Many open concept designs require furniture placement to define the use of the room. The family may require anything from a TV room; sitting room or entertaining space; dining space; or play area for the younger children and a work space for parents or older children. Fitting this all in one space may seem excessive but, it can easily be accomplished with well-chosen and properly placed furniture and accessories.
We must determine the various functions the space must accommodate. The next question is how many people must it accommodate and what ages are they? How many will be using competing spaces at the same time? Will young children be playing while older ones are trying to do their homework?
To create an effective floor plan, it’s critical to draw out the space. Include all windows and doors/doorways as this will affect your furniture placement.

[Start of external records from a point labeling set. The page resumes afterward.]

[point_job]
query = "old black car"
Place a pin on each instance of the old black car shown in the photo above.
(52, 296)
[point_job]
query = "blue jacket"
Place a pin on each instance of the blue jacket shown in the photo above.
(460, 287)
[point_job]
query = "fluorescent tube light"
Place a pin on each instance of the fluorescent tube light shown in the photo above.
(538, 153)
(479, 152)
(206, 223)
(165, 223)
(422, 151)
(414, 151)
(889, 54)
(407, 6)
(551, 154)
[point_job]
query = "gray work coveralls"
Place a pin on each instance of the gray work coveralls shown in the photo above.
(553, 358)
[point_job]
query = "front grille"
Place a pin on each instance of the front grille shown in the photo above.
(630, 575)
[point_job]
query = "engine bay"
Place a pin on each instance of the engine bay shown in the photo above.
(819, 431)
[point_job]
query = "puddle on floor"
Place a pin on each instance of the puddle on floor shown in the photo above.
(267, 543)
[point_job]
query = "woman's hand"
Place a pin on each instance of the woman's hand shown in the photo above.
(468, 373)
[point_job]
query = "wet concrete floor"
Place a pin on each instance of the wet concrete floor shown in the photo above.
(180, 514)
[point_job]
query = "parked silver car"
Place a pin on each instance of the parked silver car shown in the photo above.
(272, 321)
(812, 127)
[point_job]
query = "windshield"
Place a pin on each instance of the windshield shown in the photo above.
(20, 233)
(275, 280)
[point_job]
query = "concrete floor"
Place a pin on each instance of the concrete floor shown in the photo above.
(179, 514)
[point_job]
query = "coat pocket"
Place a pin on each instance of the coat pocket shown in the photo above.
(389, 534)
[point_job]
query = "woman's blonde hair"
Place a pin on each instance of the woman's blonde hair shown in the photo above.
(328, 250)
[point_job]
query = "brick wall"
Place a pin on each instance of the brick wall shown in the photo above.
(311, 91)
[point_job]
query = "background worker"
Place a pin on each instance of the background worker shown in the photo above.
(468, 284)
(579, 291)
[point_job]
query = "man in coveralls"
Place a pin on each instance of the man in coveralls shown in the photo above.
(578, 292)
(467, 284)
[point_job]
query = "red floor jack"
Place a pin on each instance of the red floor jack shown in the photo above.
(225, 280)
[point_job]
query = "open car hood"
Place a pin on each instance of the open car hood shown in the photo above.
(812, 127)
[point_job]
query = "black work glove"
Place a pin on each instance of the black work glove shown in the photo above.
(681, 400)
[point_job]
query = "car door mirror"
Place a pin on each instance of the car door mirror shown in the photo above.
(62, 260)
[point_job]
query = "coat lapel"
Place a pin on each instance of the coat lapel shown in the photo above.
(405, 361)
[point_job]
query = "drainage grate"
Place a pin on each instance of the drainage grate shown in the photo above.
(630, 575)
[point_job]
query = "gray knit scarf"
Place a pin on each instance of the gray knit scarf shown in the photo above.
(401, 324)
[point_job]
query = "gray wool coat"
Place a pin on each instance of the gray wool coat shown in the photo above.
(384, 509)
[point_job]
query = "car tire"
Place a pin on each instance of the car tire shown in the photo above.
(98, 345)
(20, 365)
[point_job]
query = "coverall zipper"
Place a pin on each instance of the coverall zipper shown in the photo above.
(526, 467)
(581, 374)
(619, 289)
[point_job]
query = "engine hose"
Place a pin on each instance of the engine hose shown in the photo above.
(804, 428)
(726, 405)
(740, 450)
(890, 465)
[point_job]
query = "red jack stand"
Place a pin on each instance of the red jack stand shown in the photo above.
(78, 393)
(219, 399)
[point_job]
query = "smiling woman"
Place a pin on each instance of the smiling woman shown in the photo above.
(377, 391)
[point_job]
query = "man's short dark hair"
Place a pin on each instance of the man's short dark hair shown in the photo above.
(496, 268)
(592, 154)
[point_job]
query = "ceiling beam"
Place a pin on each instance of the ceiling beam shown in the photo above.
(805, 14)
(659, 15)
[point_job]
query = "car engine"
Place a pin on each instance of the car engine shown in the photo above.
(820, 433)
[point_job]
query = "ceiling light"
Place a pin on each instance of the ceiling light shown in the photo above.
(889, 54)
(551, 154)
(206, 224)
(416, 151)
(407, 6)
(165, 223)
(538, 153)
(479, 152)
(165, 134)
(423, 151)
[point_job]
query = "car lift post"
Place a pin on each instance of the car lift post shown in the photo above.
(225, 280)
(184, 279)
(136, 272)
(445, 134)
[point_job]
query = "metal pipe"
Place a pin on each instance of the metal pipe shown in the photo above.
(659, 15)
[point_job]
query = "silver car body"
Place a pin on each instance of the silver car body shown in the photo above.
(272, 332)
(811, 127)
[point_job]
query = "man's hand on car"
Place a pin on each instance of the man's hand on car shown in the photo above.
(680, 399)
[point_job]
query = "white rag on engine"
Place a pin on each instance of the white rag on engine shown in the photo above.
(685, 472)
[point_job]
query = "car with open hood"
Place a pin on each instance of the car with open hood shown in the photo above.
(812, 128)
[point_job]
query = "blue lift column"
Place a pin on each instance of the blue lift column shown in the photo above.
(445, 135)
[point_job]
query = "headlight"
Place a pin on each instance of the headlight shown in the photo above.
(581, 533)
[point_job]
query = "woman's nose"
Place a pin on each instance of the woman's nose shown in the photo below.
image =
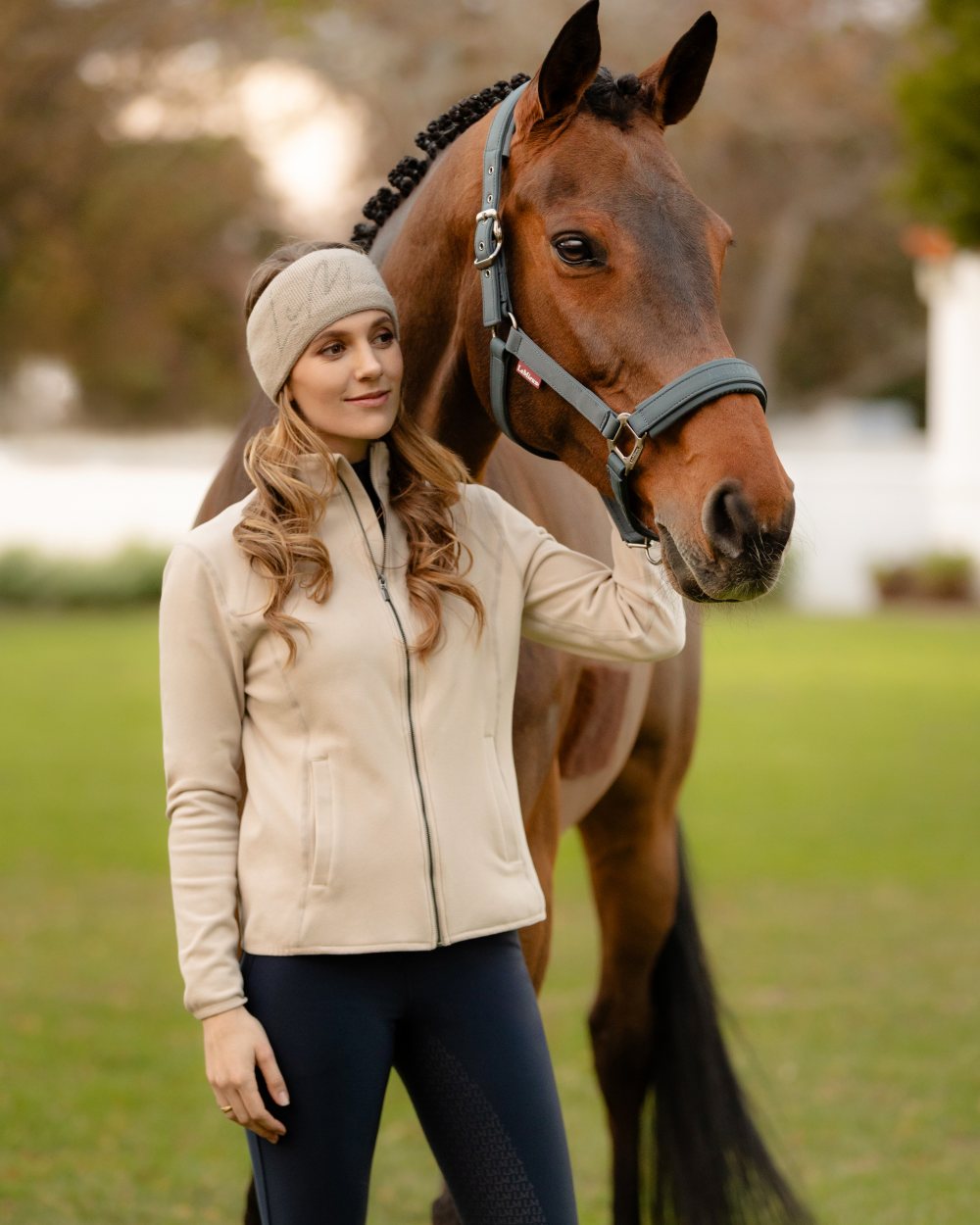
(368, 367)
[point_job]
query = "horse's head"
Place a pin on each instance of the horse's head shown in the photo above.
(615, 270)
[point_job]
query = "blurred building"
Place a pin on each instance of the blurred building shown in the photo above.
(871, 486)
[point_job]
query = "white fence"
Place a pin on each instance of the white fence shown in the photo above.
(862, 494)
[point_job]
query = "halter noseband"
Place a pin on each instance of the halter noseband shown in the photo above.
(625, 432)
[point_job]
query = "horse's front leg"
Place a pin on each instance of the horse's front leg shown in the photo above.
(630, 841)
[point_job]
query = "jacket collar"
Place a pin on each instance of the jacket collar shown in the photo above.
(312, 468)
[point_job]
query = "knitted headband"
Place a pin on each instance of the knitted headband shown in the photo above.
(302, 300)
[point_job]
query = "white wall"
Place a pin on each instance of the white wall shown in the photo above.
(73, 493)
(951, 288)
(862, 490)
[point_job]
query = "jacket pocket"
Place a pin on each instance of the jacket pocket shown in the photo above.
(501, 802)
(321, 819)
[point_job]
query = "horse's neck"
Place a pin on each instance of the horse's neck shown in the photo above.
(427, 263)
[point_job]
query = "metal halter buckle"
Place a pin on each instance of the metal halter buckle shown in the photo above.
(488, 214)
(612, 444)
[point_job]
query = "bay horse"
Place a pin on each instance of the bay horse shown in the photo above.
(615, 270)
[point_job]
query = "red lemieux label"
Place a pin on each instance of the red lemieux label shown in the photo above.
(527, 372)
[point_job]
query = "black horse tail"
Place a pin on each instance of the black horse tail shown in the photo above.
(710, 1165)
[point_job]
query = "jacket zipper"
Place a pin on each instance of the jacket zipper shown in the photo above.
(386, 596)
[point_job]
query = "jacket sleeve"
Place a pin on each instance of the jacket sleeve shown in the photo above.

Next, we begin to allocate space to each designated function, the dining area, TV area, and study area ensuring we allow adequate traffic flow between spaces. This also dictates the size of the furniture you can purchase. Consider multiple floor plans; does the furniture still work? This is the time to consider creative use of space. Is there an area or piece of furniture that allows us to double the use of some space? Maybe a desk creatively hidden in a piece of accent furniture? Or storage for toys in a set of coffee and end tables?
Quite often we will have an existing ceiling mounted light fixture for the dining area. This defines the center of the table placement. However, we still have options whether we choose a square, round, oval, or rectangular table. Client preference weighs in heavily in the decision, however, space allowance is equally important. The client may love the idea of a round dining table for 8 but may only have room for a rectangular table due to the placement of the light in proximity to the wall. So we either move the light to accommodate the furniture selection or we select furniture to accommodate the light placement. One rule of design that should not be broken is to always keep a ceiling mounted light fixture centered over your dining table. Something about a light off to the side just doesn’t look right no matter which angle you look at it!

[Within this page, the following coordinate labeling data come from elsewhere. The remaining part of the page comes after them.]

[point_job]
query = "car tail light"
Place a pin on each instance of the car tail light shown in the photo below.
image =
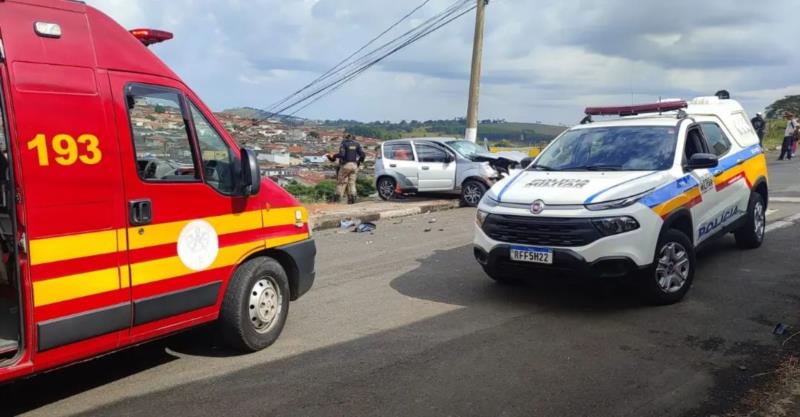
(151, 36)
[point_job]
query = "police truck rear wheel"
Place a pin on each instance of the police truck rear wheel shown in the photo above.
(386, 188)
(751, 234)
(669, 278)
(255, 306)
(472, 192)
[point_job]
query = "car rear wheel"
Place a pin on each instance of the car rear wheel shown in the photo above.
(751, 234)
(255, 306)
(669, 278)
(472, 192)
(386, 188)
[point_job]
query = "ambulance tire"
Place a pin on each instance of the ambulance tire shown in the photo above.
(242, 322)
(751, 234)
(677, 251)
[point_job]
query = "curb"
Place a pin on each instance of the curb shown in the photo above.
(331, 221)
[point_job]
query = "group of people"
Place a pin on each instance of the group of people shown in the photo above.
(790, 136)
(350, 157)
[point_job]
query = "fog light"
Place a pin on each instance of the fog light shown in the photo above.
(615, 225)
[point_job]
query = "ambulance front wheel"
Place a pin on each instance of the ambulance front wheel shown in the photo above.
(255, 306)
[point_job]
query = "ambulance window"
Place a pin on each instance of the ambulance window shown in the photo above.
(160, 135)
(717, 141)
(217, 156)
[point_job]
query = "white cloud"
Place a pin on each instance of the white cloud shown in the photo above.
(544, 59)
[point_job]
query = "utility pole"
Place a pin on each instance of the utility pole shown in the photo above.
(475, 78)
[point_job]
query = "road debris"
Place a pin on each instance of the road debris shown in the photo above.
(365, 228)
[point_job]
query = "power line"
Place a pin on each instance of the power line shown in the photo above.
(337, 85)
(342, 62)
(358, 66)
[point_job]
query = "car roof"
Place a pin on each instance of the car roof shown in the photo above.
(667, 119)
(427, 139)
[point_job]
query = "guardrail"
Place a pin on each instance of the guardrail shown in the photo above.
(530, 151)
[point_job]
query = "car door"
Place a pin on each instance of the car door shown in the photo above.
(182, 215)
(437, 167)
(729, 177)
(400, 162)
(702, 200)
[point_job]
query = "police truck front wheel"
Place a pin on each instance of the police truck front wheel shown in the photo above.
(669, 278)
(751, 234)
(472, 192)
(255, 306)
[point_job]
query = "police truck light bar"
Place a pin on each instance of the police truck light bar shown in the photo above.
(151, 36)
(663, 106)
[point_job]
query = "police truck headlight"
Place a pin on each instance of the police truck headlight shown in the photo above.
(615, 225)
(616, 204)
(481, 217)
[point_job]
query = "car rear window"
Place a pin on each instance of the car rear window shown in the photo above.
(398, 151)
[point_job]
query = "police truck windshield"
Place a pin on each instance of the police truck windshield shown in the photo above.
(637, 148)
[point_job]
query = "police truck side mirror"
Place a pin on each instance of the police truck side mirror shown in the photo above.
(702, 161)
(251, 174)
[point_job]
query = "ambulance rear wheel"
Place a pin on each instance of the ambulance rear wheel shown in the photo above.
(255, 306)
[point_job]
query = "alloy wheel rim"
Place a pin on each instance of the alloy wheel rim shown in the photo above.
(673, 267)
(265, 305)
(472, 194)
(759, 220)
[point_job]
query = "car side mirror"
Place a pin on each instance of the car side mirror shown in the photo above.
(251, 174)
(702, 161)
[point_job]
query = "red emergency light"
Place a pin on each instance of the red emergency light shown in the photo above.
(637, 109)
(151, 36)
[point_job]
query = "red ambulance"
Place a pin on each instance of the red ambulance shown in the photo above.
(126, 210)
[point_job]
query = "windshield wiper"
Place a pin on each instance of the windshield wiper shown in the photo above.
(541, 167)
(594, 168)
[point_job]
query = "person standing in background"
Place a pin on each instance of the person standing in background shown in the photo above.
(760, 125)
(350, 158)
(788, 136)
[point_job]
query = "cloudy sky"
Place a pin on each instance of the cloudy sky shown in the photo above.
(544, 59)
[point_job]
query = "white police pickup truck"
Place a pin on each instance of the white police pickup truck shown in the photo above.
(636, 194)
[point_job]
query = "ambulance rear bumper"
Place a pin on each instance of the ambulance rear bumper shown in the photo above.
(302, 255)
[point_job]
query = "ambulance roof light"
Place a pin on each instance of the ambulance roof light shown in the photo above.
(659, 107)
(151, 36)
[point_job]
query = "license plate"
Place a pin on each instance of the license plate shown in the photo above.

When you have a combination living room and dining room many people choose to visually separate the two areas by using a sofa or loveseat as a divider between the sitting area and the dining area. This visually cuts the space in half, making it appear smaller. Depending upon the placement of windows and walkways; it may be possible to create a more “open” seating plan facing the dining area. This suddenly becomes an entertainers’ dream arrangement! You can easily transition between appetizers in the sitting area to dinner at the dining table and have some guests enjoy after dinner coffee/dessert at both locations, and no one has to crank their neck uncomfortably to be part of the conversation! Everyone is a part of the action in an “open” plan. The beauty of an open concept design is that you can easily do both! Use furniture placement to separate areas for everyday living and have your “entertainment furniture placement” for special occasions!

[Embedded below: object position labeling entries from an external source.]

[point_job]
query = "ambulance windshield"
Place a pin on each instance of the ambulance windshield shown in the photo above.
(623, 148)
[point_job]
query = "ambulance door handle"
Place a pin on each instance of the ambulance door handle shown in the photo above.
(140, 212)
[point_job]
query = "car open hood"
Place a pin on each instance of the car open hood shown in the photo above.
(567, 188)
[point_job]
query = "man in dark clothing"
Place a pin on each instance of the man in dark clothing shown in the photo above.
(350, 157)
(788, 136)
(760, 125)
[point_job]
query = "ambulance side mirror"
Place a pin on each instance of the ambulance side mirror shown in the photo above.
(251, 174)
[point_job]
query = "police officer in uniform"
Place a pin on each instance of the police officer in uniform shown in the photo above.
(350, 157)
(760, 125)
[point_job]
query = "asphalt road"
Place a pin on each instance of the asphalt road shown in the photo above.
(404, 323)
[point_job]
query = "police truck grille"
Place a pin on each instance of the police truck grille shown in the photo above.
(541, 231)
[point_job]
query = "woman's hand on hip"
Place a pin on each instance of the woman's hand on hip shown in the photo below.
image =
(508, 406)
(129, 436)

Assuming the kitchen is also part of this open plan, as it is in so many homes, depending on the age of the children, the kitchen island or kitchen table may be a great use of space for after school homework. While parents prep dinner, kids are close by doing their homework and Mom\Dad are available to answer homework related questions. This only works when kids are younger and homework demands tend to be minimal. Once the homework demands increase a dedicated work area will be required. This can sometimes be in a child’s bedroom so they are away from distractions and can concentrate, or may need to be in a more controlled space where they cannot find their own distractions! It all depends on the child and the family! It’s our job to find out what works best for your situation and help you plan your space so its works best for you!
When selecting furniture, the best way to minimize clutter in a room is to have furniture pieces that provide hidden storage. Whether built in cabinetry with drawers or cupboard doors or stand-alone furniture pieces, storage is a must in any well planned space. I have a daughter who still has toys, books and games she uses on a regular basis. When we recently re-decorated, I made sure I selected furniture that provided lots of storage. She has books in a drawer of the end table. Larger more bulky pieces are in the storage coffee table with drawers that have a top that also folds out! Everything is close at hand but quickly and easily hidden when not being used.
It takes some time to plan a space out for best use and in budget. In the end you are left with a multifunction space that grows with you are your family for years to come.